MediaWatch: April 1996
Table of Contents:
Revolving Door: Oklahoma Bill's Hate Radio
After a year away to deal with heart trouble, Bill Moyers, a former Press Secretary to President Lyndon Johnson, returned to NBC on April 12 to host a Dateline NBC special "Oklahoma City: One Year Later." The day of the show, the New York Post quoted Moyers as insisting that he went to Oklahoma City "with nothing but a desire to find out what was happening. There was no agenda."

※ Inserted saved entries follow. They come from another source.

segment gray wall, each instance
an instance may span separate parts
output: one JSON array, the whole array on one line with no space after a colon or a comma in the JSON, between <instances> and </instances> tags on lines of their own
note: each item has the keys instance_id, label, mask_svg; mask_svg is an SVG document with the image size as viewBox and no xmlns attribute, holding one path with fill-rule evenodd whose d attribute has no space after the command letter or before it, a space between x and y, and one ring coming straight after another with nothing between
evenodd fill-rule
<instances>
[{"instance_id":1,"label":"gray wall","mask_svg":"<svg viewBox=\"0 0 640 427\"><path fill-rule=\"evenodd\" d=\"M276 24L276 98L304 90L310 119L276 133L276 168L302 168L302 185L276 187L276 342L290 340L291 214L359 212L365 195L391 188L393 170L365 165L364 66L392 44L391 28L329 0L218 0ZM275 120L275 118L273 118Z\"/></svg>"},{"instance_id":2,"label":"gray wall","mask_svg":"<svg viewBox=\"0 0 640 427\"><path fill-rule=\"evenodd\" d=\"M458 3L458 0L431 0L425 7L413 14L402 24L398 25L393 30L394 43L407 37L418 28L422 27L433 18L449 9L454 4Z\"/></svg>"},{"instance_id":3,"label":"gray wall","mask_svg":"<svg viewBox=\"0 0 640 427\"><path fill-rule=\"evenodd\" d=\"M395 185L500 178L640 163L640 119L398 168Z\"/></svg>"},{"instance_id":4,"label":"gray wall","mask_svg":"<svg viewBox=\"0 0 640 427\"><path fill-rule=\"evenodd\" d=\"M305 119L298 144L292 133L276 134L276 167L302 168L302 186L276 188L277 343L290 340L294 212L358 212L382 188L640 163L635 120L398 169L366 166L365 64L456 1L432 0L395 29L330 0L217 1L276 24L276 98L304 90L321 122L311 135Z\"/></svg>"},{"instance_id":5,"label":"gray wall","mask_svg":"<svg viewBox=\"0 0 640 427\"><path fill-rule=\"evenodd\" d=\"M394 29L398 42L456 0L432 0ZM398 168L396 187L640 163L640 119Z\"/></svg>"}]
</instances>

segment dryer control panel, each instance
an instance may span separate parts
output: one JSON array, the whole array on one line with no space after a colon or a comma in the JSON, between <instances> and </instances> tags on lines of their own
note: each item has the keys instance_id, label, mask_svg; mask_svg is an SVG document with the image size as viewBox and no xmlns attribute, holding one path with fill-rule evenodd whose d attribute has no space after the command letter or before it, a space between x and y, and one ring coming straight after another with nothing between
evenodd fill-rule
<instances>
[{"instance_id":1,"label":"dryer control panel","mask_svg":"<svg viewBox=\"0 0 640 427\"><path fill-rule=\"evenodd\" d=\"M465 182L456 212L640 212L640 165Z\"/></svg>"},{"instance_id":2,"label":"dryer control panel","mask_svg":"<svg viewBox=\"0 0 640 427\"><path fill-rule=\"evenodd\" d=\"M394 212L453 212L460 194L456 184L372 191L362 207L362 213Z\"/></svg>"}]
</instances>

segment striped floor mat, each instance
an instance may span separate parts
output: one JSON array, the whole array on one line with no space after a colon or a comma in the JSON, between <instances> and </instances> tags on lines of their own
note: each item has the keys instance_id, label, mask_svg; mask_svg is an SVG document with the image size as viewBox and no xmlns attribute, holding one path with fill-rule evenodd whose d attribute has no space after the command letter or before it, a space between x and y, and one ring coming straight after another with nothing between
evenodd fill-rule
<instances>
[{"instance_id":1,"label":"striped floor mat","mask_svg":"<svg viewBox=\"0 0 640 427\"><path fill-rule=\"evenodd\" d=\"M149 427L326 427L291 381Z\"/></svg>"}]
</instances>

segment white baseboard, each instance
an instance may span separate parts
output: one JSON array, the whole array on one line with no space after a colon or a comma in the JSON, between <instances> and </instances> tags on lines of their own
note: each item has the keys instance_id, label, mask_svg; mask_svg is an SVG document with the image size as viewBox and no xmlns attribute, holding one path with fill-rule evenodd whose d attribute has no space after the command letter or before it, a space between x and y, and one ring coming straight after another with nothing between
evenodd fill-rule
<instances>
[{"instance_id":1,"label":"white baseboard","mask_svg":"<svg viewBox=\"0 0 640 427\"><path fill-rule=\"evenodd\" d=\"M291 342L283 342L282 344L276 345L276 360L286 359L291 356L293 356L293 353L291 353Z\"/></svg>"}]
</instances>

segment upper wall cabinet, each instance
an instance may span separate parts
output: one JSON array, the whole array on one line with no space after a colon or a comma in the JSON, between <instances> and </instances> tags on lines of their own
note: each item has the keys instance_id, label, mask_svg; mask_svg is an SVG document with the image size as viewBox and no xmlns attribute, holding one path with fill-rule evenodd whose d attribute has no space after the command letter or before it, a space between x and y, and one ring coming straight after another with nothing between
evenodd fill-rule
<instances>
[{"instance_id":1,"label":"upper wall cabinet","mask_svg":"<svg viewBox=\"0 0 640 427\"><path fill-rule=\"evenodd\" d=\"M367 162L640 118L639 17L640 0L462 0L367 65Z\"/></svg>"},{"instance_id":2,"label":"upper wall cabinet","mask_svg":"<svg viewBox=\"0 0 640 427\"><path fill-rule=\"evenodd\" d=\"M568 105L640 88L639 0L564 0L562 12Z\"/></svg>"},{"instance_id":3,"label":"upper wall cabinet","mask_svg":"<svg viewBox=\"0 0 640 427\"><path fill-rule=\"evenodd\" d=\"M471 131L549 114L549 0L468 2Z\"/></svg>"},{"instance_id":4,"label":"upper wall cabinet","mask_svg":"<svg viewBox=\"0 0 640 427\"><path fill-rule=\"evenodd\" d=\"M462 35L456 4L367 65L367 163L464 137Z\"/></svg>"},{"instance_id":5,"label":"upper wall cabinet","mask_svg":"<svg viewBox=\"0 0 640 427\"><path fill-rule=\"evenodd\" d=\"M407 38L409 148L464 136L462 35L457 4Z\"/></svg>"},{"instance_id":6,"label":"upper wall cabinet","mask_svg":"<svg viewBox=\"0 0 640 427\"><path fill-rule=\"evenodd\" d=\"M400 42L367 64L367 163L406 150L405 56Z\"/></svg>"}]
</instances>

In reality, Moyers implied conservative rhetoric led to the bombing. But instead of having the integrity to name names or cite statements, Moyers offered an hour filled with vague generalities which held culpable "hate radio" and "the rhetoric of politics this season." Dateline featured this exchange with service station owner Bud Welch, whose daughter was killed:
Welch: "I thought, the first few months, that there was probably going to be more unity in the country, politically." Moyers: "That this tragedy would bring us together?" Welch: "Yes, that this tragedy would bring it together, but we're seeing through the elections that's going on right now, the same negative thoughts, the militia groups, the hate radio." Moyers: "And you think that contributed to the tragedy, the bombing here?" Welch: "Absolutely, without a doubt. Because it justifies a lot of the angry feelings that people have."
As Welch listened to G. Gordon Liddy on his car radio, Moyers charged: "The airwaves are still saturated with militant rhetoric. Day and night you can hear a stream of rage and insult directed with unremitting hostility at government and others. It rubs like salt in deep wounds and some of the families are trying to counter it."
Then, as viewers saw several victims being interviewed by KTOK's Carole Arnold, Moyers explained: "Emerging from their private grief, they appeal for an end of hateful talk and political invective. Their experience is their message. What a society sows, it reaps....This local station has given the families a forum, but it also carries several hours of talk every day that they find inflammatory." The station does not carry Liddy, so the broadside against "hate" and "inflammatory" talk goes undefined. Welch proceded to tell Arnold: "Of course I think the media need to be involved a little bit in a little bit of control of the hate radio going on. I'm very disturbed about that. I mean where's the responsibility?"
Having impugned talk radio, Moyers turned to the government shutdown: "Just as federal workers were coming out of shock from the bombing, there was another blow, this time from Washington." He asked a HUD supervisor who survived the blast: "It's been a tough year for you federal workers here. The bombing, the furlough, you lost pay for a while. You continue to be demonized in the rhetoric of politics this season. What does that do to your idea of yourself?"
Finally, Moyers concluded the hour with this seeming indictment of House Speaker Newt Gingrich as co-conspirator: "It will never be the same. The bombers saw to that. The tears and grief, the pain and the sorrow were all intended. Terrorism is the politics of murder. We should have seen it coming. Hate was in the air. Government had been vilified, found guilty and sentenced to die. It didn't matter who was in the way. There are lessons for us here, something to take away from the wreckage of that day, if we're listening, one year later."